The truth is that the Citizens' Council gathered the powerful white men of Mississippi--including Barbour's friends and family--together to stop integration of any level of society by just about any means necessary. And his statement that they were in his hometown to stop the Klan was particularly absurd because the Council formed in Mississippi before the Klan's re-emergence. The Klan functioned as a violent terrorist arm of groups like the Citizens' Council and Americans for the Preservation of the White Race; Kluckers did the dirty work as the "Uptown Klan" laid the groundwork, led the boycotts and gathered the addresses of people of all races who didn't go along with their program.

This, Gov. Barbour, is your history, and it is my history, every Mississippian's and American's history. Any person who aspires to the U.S. presidency needs to know and own this history, not strive to deny it at every turn.

It is a past, though, that many Americans would rather not face. Many don't want to believe that the Citizens Council and the Klan and bald-faced bigots operated in their states, north and south, but they did and, in too many cases, still do. Barbour's wing of the Republican Party, tragically, wants to appeal to the voters who, shall we say, are still conflicted over our racist history and efforts to keep African Americans in second-class citizen status. In many ways, a presidential candidate who has long played the southern-strategy card is ideal for them. And Barbour clearly believes he needs their votes to win.

But he is in a pickle; he needs other votes, too. That leads to the dance of absurdity he is doing now as one race bomb after another goes off in his direction. For instance, he believes he can't condemn the Sons of Confederate Veterans' attempt to put a former Klan wizard, and its first prominent leader who also led a massacre of black soldiers during the Civil War, on a Mississippi license plate.

Why not? Because he clearly wants the votes of the white people who want Nathan Bedford Forrest treated like a hero because he was good at military strategy. (Strategists admire strategy, after all.)

But not all strategy is worth applauding, whether it was Forrest's fight to keep slaves in slave states (Google the Mississippi Articles of Secession to understand exactly why the Civil War was fought) or Barbour's effort to appeal to the racist vote by pandering to those voters while pretending not to.

The ultimate and saddest effect of this southern-strategizing is to keep the South, and the nation, divided along race lines. It's not like people of color or Americans educated in real race history are going to start voting in any kind of real numbers for candidates who engage in wink-wink political racism, even if they occasionally appoint a black judge or suddenly go whole-hog after a civil-rights museum when they're running for president. (We will take the museum, though, thanks.)

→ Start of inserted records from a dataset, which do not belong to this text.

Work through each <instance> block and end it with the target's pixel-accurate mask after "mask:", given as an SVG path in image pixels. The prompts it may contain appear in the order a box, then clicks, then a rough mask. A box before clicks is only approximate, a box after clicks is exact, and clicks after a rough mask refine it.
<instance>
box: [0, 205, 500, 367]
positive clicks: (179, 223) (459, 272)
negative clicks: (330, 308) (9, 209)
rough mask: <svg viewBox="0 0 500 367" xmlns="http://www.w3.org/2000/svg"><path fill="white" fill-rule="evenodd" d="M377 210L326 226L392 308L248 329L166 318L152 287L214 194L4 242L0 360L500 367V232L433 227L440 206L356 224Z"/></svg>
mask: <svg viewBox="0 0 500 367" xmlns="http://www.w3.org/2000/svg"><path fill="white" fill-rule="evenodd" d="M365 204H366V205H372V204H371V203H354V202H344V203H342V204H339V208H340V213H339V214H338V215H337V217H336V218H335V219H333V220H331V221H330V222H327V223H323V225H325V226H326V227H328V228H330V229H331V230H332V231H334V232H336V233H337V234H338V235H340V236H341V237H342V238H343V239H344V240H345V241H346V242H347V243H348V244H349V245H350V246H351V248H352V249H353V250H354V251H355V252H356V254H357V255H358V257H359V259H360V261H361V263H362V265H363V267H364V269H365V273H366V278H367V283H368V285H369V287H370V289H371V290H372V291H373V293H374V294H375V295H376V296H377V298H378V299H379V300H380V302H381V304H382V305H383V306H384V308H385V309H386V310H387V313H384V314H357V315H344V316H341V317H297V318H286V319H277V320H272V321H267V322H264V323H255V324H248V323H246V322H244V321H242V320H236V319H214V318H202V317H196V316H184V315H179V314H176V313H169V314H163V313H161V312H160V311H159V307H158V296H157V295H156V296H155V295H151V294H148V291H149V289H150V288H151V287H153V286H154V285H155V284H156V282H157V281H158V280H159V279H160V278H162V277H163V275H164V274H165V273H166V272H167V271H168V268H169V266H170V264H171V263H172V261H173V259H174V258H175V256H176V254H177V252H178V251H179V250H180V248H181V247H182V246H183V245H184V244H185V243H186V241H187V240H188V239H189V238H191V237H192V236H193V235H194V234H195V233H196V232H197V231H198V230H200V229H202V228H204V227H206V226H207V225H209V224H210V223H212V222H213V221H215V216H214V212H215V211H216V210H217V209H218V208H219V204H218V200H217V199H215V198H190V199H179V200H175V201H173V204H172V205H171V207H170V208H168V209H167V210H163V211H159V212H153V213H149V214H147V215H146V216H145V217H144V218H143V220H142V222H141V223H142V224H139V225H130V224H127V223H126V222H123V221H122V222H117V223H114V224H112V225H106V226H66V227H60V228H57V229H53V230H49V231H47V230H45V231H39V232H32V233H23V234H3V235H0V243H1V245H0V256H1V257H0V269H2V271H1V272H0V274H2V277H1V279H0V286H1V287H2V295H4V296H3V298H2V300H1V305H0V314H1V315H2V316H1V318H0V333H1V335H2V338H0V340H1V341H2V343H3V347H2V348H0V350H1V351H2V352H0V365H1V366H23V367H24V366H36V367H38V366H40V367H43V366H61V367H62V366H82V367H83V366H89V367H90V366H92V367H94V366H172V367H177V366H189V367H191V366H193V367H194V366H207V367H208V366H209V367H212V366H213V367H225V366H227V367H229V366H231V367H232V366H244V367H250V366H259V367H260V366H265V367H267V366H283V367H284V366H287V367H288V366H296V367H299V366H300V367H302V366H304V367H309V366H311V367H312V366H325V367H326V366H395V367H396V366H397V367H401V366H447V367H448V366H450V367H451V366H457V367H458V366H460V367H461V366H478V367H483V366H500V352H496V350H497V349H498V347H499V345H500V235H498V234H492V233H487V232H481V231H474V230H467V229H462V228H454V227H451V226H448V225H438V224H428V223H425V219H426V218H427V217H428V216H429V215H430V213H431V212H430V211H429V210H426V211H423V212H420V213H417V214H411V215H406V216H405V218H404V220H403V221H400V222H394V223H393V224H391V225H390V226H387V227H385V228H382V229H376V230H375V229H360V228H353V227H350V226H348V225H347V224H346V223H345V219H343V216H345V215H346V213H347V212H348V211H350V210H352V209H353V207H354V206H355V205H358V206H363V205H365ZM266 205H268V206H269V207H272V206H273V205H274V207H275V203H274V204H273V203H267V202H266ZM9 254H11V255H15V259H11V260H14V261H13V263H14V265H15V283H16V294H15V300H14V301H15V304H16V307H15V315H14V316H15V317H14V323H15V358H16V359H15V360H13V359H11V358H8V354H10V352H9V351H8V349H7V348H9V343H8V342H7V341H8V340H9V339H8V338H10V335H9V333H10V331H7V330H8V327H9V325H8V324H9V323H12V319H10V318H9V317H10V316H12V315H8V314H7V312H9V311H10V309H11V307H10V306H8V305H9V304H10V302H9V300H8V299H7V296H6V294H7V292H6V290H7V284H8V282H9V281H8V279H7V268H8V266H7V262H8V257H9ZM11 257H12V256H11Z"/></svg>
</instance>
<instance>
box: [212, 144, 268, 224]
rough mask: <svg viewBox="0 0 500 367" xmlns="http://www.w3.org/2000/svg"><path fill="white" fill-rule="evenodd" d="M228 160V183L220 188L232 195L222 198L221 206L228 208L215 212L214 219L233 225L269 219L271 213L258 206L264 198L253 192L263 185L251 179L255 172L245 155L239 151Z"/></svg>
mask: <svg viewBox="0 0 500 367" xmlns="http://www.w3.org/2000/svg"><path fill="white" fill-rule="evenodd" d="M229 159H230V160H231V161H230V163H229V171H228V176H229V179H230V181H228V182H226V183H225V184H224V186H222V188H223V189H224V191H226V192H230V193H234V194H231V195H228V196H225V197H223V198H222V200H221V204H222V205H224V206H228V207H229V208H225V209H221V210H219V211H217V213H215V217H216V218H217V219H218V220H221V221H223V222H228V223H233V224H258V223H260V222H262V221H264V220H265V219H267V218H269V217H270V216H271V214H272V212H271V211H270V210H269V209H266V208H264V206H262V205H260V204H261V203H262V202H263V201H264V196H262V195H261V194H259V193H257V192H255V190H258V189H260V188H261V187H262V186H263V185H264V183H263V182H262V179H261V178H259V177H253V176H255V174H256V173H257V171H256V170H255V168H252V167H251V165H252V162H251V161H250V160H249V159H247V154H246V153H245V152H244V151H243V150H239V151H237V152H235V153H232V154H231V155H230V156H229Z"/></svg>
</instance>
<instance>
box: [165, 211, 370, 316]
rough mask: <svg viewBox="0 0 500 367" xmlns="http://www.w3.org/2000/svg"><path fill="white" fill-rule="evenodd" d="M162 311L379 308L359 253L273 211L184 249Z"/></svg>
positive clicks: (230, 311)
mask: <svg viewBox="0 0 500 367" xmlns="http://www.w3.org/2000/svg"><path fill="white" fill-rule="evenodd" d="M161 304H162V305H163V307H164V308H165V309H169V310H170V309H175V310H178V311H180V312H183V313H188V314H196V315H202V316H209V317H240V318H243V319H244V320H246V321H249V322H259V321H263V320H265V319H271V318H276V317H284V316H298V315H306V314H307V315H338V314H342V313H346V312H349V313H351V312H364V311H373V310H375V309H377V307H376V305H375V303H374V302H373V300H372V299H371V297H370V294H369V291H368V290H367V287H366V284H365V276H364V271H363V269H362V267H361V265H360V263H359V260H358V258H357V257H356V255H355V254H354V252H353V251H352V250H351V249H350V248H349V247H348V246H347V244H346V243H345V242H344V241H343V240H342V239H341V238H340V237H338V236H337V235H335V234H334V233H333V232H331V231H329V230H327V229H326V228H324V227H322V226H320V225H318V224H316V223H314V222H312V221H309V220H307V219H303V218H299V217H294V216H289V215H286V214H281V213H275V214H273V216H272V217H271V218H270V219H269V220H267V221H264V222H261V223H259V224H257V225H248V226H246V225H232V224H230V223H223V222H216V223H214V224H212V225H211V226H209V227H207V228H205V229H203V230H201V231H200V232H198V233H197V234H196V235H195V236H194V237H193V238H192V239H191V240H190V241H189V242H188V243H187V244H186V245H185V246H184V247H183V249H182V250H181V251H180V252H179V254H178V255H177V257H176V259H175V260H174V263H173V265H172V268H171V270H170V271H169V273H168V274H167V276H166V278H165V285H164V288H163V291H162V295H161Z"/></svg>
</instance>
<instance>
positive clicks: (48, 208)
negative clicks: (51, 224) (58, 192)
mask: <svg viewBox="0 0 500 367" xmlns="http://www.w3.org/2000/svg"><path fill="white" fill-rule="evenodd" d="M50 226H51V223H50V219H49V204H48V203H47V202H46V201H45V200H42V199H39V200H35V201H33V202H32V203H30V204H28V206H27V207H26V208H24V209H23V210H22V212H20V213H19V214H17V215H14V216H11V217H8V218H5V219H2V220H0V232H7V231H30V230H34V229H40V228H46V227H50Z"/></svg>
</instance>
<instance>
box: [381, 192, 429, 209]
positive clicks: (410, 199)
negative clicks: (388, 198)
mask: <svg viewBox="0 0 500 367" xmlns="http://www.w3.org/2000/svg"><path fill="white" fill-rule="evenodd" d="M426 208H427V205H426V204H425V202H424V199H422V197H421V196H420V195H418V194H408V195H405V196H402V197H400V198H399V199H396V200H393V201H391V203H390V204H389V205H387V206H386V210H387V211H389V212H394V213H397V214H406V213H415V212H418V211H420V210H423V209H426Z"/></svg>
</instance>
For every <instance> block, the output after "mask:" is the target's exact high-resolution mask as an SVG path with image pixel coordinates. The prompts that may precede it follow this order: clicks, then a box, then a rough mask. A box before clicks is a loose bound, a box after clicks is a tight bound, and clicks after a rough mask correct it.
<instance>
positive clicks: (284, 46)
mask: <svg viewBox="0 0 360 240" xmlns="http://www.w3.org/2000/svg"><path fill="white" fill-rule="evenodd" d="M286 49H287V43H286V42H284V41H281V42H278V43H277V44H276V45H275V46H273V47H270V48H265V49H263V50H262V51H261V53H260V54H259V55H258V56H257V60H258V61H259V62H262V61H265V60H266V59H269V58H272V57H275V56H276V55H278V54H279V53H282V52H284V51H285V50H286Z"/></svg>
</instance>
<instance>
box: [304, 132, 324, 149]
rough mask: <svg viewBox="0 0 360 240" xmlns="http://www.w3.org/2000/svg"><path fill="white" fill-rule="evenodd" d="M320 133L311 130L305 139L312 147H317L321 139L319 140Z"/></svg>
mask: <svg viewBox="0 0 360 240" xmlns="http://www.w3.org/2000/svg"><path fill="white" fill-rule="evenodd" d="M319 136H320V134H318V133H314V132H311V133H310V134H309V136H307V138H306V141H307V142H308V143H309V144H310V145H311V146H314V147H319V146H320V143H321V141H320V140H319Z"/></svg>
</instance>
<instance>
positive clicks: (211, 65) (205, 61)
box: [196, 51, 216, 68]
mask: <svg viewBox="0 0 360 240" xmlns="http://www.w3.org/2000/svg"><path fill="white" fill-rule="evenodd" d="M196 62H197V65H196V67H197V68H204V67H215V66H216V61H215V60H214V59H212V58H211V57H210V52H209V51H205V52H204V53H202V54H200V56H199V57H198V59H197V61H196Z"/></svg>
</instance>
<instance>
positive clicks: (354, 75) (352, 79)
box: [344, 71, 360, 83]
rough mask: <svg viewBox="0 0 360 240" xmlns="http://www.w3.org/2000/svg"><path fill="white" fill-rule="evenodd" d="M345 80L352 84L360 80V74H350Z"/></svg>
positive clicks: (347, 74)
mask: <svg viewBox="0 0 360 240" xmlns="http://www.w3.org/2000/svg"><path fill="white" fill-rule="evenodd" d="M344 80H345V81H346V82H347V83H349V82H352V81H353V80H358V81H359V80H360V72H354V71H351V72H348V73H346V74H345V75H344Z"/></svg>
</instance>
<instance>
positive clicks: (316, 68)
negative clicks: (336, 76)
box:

The southern-strategy habit sits firmly behind current attempts to ridiculously gerrymander political districts into majority-white and majority-black districts in the state, self-fulfilling the notion that blacks aren't going to elect whites and vice versa. This serves no one, except the people of all races who want to get into power and then stay there by continuing the lines of division.

Meantime, there is a shared history in our state and nation that can bring us together and make us stronger. First, of course, we have to know it, consider it and then make smart decisions based on it.

The JFP's news editor, Lacey McLaughlin, is a young white woman who grew up with almost no education about real civil-rights history. She took it upon herself two months ago to go find the real context for Barbour's statements about the Citizens' Council. It has been heartening to hear her reactions as she went back and forth to Yazoo City, learning the tough lessons of history that can't be taught in sound bites or hit-and-run journalism.

Her cover story this issue is the result of two months of hard work. Her curiosity and hunger to understand and overcome divisions serve as an example to us, if we allow it to.